Reproducibility

The baseline system is based on Keras while using Theano as backend. Theano can be used seamlessly either on CPU or on GPU, however, the learned neural networks from these two modes will not be exactly the same. Theano can produce consistent results on same computer setup when used in CPU mode, if numpy random seed is fixed prior to importing Keras. In GPU mode, consistent randomization values are generally hard to achieve due to the heavy usage of parallel computing. Fortunately, results are usually very close each other and within acceptable limits to enable informed system development. However, the role of a baseline system is to have results which are reproducible on most of the normal computer setups.

In order to get consistent results across different computer setups when using Keras and Theano, the following aspects should be taken into account:

  • Use exactly the same Python version, and Python library versions. Use pip freeze command and requirements.txt to document the libraries.
  • Do not rely on dictionary keys to be in fixed order.
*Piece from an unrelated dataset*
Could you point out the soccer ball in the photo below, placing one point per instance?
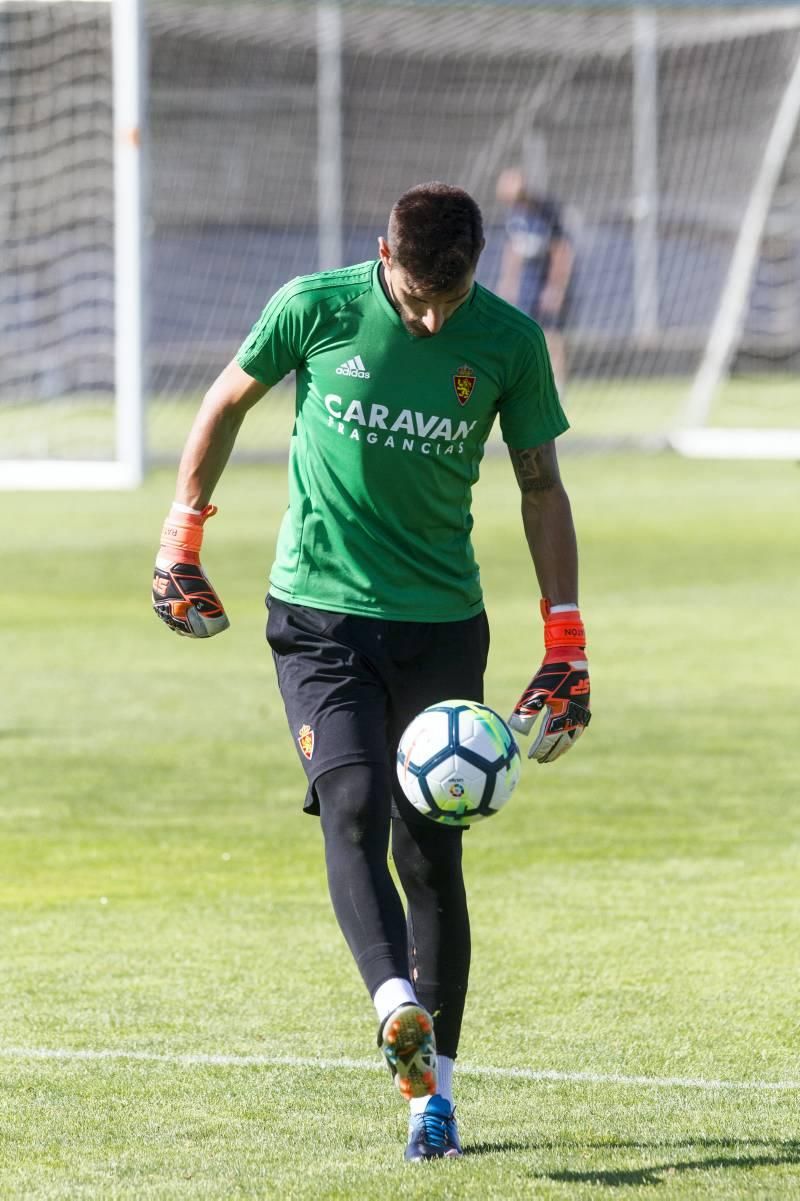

Sort keys before usage to ensure consistent data processing order, or use OrderedDict data type.
  • Set random.seed at the beginning of the application.
  • Set numpy.random.seed before Keras is imported.
  • Use Theano in CPU mode.
  • Use same BLAS library for the CPU computation, use either ATLAS or Inter Math Kernel (in compatibile mode) library to get same results regardless of underlying CPU architecture.
  • Run the system in single thread mode to avoid inconsistencies caused by threading.

BLAS libraries

When running Theano in CPU mode, the computation relies on system level BLAS library (this is not a Python library). BLAS libraries usually have implementations for mathematical operations which are optimized for speed, not for accuracy, and the particular implementation is selected based on the CPU architecture the library is run. This approach can produce slightly deviating results from CPU to CPU.

Theano supports three common BLAS libraries: ATLAS, OpenBLAS, and Intel Math Kernel Library (MKL). In our tests, we found that these libraries can produce deviating results when run, for example, on Intel processors or on AMD processors. The ATLAS and MKL (with correct flags) libraries were found to give consistent results across different computers supporting SSE2 processor instruction set, whereas OpenBLAS failed to produce consistent results.

Intel Math Kernel

Intel Math Kernel (MKL) is usually faster than ATLAS, and therefore it was selected to be used for the baseline system. MKL is a commercial library which can be downloaded for free with Named-User Licence from Intel. Easiest way to get access to MKL for Python development is to use Anaconda Python distribution which comes readily with MKL installation.

To get MKL to behave consistently across computer setups, conditional numerical reproducibility should be set into compatible mode with MKL_CBWR=COMPATIBLE environmental variable (see more here). Furthermore, threading should be disabled by using MKL_NUM_THREADS=1 and MKL_DYNAMIC=FALSE environmental variables.

Running the baseline system

The baseline system is delivered with Docker software container which will allow the system to run inside a virtual operating system environment to produce consistent system output. Docker provides operating system level virtualization on Linux and Windows platforms, and the provided Docker container contains a minimal linux OS, additional system libraries, and minimal Anaconda Python installation with required Python libraries.

To install Docker Community Edition (Docker CE), follow the instructions from Docker documentation.

There is a Makefile in docker directory to help usage of the Docker container. When container is launched first time, Docker will create the container image by downloading and installing the needed libraries (defined in Dockerfile).

To generate the baseline system results shown in applications page run (example given for Task 1):

make -C docker/ task1

or:

cd docker
make task1

To open bash shell inside the container environment:

make -C docker/ bash

or:

cd docker
make bash